Deswegen wird die Stimmung im Chor immer gereizter. Eigentlich bemüht sie sich um ein gutes Miteinander. Aber wenn sie aufgeregt ist, dann rutscht ihr schon mal eine falsche Bemerkung ‘raus oder eine unfaire Zurechtweisung.

Deshalb ist es nun passiert. Ihr Vertrag wird nicht verlängert. Die Chormitglieder haben sich für eine Neubesetzung ausgesprochen. Mit klarer Mehrheit.

Das trifft sie hart. Sie kann nicht verstehen, was vorgefallen ist. Traut sich aber auch nicht, nachzufragen. Stattdessen sucht sie sich eine neue Stelle. Aber obwohl sie sich wirklich bemüht, sie scheitert erneut. Dieselbe Entwicklung, dasselbe Ergebnis. Doch diesmal sagt ihr jemand aus dem Chor, woran es liegt. „Für eine Chorleiterin reicht es nicht, musikbegeistert zu sein. Man muss auch das Drumherum können. Organisieren. Mit Menschen umgehen. Sich vor Aufführungen im Griff haben.“

In diesem Moment erkennt sie: Was sie da gesagt bekommt, ist wahr. Für sie bricht eine Welt zusammen. Ihre Welt.

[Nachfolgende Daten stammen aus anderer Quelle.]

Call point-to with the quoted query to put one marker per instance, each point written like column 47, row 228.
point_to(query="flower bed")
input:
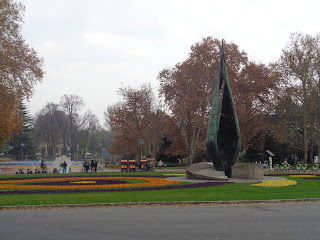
column 73, row 184
column 276, row 183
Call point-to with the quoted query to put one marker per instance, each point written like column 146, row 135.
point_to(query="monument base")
column 248, row 171
column 205, row 171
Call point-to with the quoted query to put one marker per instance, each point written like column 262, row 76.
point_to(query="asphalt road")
column 271, row 221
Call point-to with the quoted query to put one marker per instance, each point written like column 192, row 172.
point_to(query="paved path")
column 271, row 221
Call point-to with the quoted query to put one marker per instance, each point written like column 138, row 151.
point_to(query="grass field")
column 304, row 188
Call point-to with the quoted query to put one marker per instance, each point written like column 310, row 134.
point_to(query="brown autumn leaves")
column 280, row 99
column 186, row 93
column 20, row 68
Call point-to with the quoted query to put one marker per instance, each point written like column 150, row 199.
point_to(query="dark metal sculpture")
column 223, row 134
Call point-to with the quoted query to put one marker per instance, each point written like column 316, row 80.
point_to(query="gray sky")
column 92, row 47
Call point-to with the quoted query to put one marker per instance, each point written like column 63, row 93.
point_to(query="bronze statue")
column 223, row 134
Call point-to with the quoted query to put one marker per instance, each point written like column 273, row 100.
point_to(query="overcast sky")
column 92, row 47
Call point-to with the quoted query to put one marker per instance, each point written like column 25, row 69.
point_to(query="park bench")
column 100, row 168
column 315, row 168
column 277, row 168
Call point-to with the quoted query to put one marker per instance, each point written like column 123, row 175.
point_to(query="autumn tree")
column 20, row 67
column 71, row 105
column 48, row 128
column 86, row 134
column 187, row 89
column 298, row 94
column 136, row 117
column 23, row 142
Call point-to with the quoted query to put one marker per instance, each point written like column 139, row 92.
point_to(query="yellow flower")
column 84, row 182
column 302, row 176
column 148, row 182
column 276, row 183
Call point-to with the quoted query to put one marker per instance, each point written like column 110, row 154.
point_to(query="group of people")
column 64, row 167
column 161, row 165
column 93, row 165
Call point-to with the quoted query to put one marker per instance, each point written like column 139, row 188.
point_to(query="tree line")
column 277, row 104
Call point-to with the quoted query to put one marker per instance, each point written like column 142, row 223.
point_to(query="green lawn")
column 237, row 191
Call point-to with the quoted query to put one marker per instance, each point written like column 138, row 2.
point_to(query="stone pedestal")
column 248, row 171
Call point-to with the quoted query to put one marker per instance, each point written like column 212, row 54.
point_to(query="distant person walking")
column 64, row 167
column 92, row 165
column 160, row 164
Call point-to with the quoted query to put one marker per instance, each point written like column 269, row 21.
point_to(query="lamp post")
column 188, row 137
column 100, row 144
column 22, row 145
column 141, row 142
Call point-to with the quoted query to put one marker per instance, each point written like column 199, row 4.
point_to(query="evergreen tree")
column 22, row 143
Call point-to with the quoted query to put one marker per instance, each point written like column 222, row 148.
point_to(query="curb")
column 163, row 204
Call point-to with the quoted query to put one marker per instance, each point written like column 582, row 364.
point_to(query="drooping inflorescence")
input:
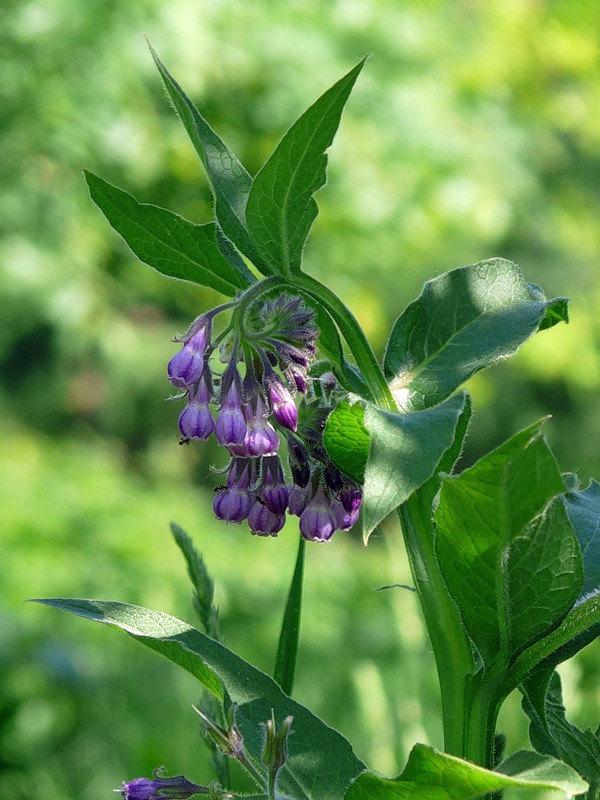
column 242, row 386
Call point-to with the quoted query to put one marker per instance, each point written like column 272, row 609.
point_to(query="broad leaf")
column 506, row 549
column 431, row 775
column 229, row 180
column 281, row 208
column 393, row 453
column 463, row 321
column 583, row 510
column 551, row 733
column 169, row 243
column 313, row 748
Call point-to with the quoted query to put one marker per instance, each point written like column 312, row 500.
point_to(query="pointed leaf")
column 463, row 321
column 396, row 453
column 281, row 208
column 313, row 748
column 551, row 733
column 505, row 547
column 431, row 775
column 583, row 510
column 229, row 180
column 169, row 243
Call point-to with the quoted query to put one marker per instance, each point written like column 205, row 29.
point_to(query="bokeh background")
column 473, row 132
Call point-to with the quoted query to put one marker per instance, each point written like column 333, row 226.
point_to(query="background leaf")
column 505, row 547
column 313, row 748
column 551, row 733
column 463, row 321
column 169, row 243
column 431, row 775
column 229, row 180
column 281, row 208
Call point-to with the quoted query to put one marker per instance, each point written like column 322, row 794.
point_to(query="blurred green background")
column 473, row 132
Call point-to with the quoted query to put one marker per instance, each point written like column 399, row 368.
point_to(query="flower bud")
column 317, row 522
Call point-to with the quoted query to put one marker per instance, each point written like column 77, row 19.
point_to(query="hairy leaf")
column 313, row 748
column 281, row 208
column 169, row 243
column 505, row 547
column 229, row 180
column 463, row 321
column 431, row 775
column 392, row 454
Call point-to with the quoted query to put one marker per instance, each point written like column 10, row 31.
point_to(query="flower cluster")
column 266, row 353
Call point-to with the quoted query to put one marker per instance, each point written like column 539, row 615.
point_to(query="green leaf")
column 392, row 454
column 229, row 180
column 431, row 775
column 287, row 649
column 463, row 321
column 281, row 208
column 506, row 549
column 583, row 510
column 169, row 243
column 203, row 584
column 551, row 733
column 313, row 748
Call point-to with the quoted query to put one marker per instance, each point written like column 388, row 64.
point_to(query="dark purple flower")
column 176, row 788
column 282, row 405
column 186, row 366
column 260, row 439
column 297, row 500
column 344, row 519
column 231, row 426
column 317, row 521
column 195, row 421
column 273, row 491
column 233, row 502
column 264, row 522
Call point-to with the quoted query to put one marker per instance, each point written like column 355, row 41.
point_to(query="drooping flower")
column 186, row 366
column 160, row 788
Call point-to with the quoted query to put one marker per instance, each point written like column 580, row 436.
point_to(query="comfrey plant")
column 504, row 555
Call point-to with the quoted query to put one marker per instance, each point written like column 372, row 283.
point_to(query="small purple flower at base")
column 273, row 491
column 186, row 366
column 317, row 522
column 261, row 438
column 344, row 519
column 297, row 501
column 231, row 426
column 264, row 522
column 176, row 788
column 282, row 405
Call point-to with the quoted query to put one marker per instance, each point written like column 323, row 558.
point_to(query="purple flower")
column 264, row 522
column 231, row 426
column 233, row 502
column 176, row 788
column 195, row 421
column 317, row 522
column 186, row 366
column 282, row 405
column 273, row 491
column 260, row 439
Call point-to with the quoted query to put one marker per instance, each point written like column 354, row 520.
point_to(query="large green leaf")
column 463, row 321
column 431, row 775
column 229, row 180
column 392, row 454
column 583, row 510
column 321, row 762
column 169, row 243
column 551, row 733
column 281, row 208
column 506, row 549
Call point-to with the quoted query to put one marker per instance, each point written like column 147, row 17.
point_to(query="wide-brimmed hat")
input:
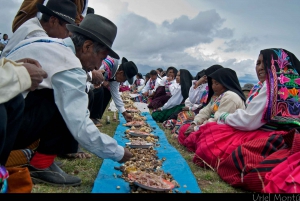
column 90, row 10
column 62, row 9
column 99, row 29
column 130, row 69
column 247, row 87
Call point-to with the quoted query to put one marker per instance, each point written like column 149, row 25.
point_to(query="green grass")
column 87, row 169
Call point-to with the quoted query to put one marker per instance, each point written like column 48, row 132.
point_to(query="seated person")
column 224, row 84
column 147, row 78
column 109, row 89
column 179, row 93
column 16, row 77
column 271, row 109
column 270, row 123
column 198, row 94
column 138, row 83
column 161, row 92
column 124, row 86
column 148, row 90
column 247, row 88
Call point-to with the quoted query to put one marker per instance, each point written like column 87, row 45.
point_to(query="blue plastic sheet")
column 107, row 180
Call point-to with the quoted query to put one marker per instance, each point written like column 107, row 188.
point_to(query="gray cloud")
column 243, row 44
column 8, row 12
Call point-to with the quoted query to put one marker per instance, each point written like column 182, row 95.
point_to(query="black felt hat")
column 62, row 9
column 130, row 69
column 99, row 29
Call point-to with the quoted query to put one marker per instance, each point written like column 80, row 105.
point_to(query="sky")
column 194, row 34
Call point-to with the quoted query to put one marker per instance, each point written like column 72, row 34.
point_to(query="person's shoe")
column 96, row 122
column 59, row 163
column 53, row 175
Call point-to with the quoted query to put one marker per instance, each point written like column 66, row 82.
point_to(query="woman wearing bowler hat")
column 114, row 75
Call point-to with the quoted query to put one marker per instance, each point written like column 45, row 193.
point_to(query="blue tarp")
column 175, row 164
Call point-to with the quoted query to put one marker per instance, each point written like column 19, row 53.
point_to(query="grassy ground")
column 87, row 169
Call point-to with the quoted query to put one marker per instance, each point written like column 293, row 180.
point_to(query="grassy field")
column 87, row 169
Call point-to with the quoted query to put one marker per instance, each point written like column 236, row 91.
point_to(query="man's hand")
column 185, row 109
column 127, row 116
column 105, row 84
column 30, row 61
column 36, row 73
column 189, row 130
column 202, row 80
column 97, row 77
column 126, row 157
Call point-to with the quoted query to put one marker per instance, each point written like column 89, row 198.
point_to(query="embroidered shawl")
column 283, row 80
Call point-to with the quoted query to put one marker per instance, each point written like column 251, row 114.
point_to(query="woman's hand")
column 202, row 80
column 185, row 109
column 189, row 130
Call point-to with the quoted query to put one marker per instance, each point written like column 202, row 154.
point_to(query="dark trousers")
column 10, row 121
column 91, row 100
column 102, row 97
column 42, row 120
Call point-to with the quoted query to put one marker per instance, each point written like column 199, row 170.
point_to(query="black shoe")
column 53, row 175
column 59, row 163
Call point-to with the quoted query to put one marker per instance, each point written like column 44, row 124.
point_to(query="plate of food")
column 142, row 145
column 135, row 123
column 138, row 133
column 150, row 181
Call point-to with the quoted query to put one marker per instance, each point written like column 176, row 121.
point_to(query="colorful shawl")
column 108, row 64
column 283, row 80
column 254, row 92
column 216, row 104
column 204, row 96
column 152, row 84
column 167, row 87
column 3, row 179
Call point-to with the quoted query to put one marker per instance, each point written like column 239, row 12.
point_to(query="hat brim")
column 75, row 28
column 44, row 9
column 130, row 80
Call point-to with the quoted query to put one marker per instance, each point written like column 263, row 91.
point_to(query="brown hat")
column 129, row 69
column 97, row 28
column 247, row 87
column 62, row 9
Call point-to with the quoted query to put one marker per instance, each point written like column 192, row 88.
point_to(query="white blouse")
column 176, row 98
column 250, row 118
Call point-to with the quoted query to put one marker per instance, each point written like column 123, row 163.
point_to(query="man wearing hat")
column 56, row 14
column 60, row 105
column 114, row 75
column 247, row 88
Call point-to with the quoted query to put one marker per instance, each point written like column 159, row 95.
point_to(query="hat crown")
column 248, row 87
column 98, row 29
column 105, row 29
column 64, row 9
column 129, row 69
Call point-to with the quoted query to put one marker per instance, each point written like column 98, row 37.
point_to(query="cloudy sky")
column 194, row 34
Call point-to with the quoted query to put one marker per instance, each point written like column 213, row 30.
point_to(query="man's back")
column 31, row 28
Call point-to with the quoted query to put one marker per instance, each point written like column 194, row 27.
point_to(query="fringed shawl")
column 283, row 80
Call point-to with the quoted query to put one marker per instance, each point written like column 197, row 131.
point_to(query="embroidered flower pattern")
column 283, row 79
column 284, row 93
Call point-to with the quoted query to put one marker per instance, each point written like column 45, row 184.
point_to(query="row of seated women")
column 251, row 142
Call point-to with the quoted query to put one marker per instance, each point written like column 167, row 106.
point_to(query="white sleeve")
column 14, row 79
column 114, row 90
column 72, row 102
column 251, row 118
column 195, row 94
column 175, row 100
column 146, row 87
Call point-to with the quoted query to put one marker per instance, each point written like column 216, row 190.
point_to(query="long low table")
column 175, row 164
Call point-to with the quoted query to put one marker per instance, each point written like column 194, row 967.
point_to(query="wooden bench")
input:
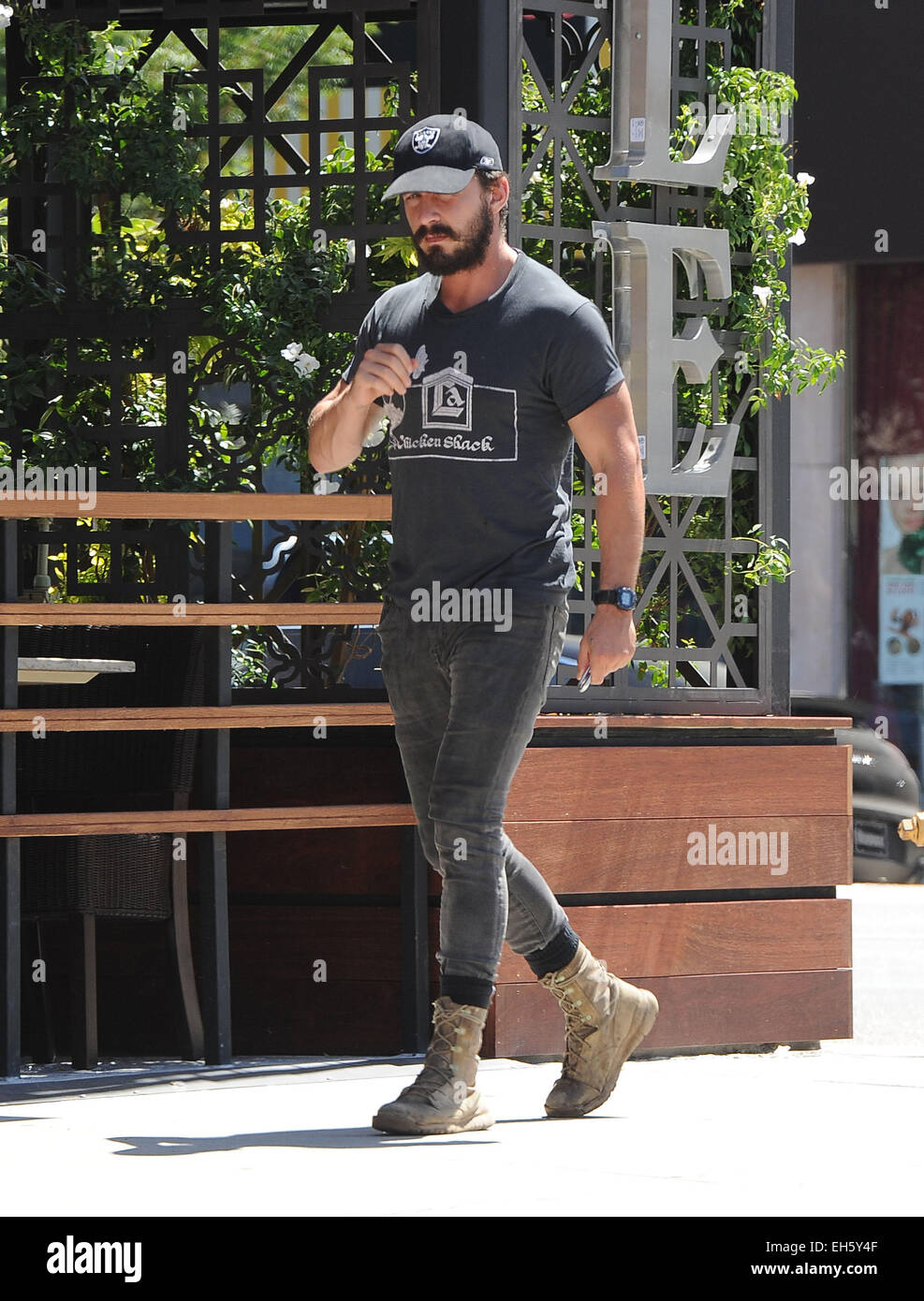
column 734, row 954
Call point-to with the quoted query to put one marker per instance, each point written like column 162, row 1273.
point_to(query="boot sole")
column 406, row 1126
column 644, row 1015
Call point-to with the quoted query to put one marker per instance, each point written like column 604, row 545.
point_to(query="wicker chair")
column 110, row 876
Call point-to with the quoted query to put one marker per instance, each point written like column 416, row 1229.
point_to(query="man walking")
column 488, row 367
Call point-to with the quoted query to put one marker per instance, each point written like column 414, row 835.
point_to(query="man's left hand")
column 608, row 644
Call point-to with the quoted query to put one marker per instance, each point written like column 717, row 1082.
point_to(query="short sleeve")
column 582, row 366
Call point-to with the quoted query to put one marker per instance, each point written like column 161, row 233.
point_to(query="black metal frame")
column 488, row 66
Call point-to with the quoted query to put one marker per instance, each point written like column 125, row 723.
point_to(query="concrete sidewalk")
column 834, row 1132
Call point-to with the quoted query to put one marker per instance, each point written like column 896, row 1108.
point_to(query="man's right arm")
column 341, row 422
column 337, row 429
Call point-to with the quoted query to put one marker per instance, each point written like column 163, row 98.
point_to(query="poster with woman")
column 901, row 563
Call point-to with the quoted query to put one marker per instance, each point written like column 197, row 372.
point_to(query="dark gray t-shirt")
column 479, row 446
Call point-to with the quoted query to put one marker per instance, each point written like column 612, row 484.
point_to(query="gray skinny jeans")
column 464, row 699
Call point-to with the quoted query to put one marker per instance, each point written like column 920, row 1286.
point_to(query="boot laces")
column 577, row 1031
column 437, row 1066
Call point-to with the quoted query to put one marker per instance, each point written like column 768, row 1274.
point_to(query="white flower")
column 226, row 413
column 304, row 362
column 324, row 486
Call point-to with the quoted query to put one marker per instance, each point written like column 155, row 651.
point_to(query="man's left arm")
column 607, row 436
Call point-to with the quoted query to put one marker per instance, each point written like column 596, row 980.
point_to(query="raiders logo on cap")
column 424, row 139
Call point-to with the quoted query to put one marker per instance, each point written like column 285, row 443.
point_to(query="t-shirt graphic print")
column 480, row 452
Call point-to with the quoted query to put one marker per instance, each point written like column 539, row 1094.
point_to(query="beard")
column 473, row 246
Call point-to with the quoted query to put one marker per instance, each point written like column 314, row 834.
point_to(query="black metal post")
column 778, row 52
column 213, row 850
column 414, row 944
column 9, row 846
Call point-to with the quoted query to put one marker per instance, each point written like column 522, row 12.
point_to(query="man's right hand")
column 384, row 369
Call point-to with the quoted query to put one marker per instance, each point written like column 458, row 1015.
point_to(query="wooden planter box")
column 738, row 954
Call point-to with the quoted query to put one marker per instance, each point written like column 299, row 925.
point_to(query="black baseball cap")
column 441, row 153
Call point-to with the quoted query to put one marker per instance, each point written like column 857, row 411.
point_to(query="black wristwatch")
column 623, row 597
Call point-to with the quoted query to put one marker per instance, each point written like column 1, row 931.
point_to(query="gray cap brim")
column 431, row 180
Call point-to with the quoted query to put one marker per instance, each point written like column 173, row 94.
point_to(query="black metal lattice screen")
column 247, row 139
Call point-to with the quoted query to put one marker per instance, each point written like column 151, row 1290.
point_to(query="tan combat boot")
column 606, row 1019
column 443, row 1100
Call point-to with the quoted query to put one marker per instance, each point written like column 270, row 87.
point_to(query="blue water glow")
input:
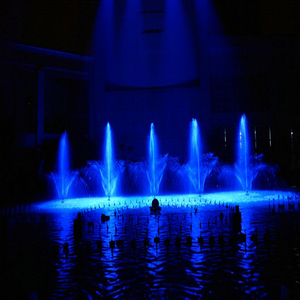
column 63, row 178
column 157, row 164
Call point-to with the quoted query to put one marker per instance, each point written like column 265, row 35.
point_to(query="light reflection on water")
column 241, row 270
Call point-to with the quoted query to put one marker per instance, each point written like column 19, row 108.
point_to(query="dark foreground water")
column 37, row 261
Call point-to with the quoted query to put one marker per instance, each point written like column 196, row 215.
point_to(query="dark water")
column 34, row 259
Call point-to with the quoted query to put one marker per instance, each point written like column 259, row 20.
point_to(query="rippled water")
column 234, row 269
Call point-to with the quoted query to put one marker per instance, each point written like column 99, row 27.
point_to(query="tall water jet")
column 63, row 178
column 199, row 165
column 108, row 173
column 195, row 154
column 242, row 166
column 156, row 164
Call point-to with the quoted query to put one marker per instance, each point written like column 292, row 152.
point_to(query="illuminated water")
column 156, row 164
column 229, row 270
column 242, row 167
column 63, row 178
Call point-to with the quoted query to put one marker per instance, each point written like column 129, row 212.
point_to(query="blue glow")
column 156, row 164
column 195, row 154
column 199, row 165
column 242, row 167
column 255, row 197
column 63, row 178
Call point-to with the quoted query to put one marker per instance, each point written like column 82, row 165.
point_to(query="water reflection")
column 223, row 266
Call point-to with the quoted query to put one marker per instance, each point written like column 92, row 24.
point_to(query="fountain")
column 109, row 169
column 63, row 178
column 199, row 165
column 156, row 164
column 247, row 167
column 242, row 166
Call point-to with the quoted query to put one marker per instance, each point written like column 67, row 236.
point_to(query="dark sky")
column 64, row 25
column 67, row 25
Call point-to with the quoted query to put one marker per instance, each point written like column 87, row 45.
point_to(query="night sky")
column 68, row 25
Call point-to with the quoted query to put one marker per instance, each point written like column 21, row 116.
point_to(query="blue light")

Der Traum, mit Musik etwas Schönes zu erreichen.

Ihr Misserfolg belastet sie noch lange. Es fällt ihr schwer, zu akzeptieren, dass sie keine gute Chorleiterin ist. Und auch nie eine sein wird. Beruflich orientiert sie sich in eine andere Richtung. Aber dass ihr Lebenstraum zerplatzt ist, das macht ihr echt zu schaffen.

Was ihr hilft, mit dieser Enttäuschung zurechtzukommen, ist ihr Glaube. Das Vertrauen, dass Gott sie so annimmt, wie sie ist. Mit dem, was sie kann. Und auch mit dem, was sie nicht kann. Dieses Vertrauen hilft ihr, sich mit der Zeit auch selbst ein bisschen besser annehmen zu können. Ein wenig besser mit ihren Schwächen umzugehen. Etwas positiver auf sich selbst zu gucken. Und schließlich einen neuen Weg für ihr Leben zu finden.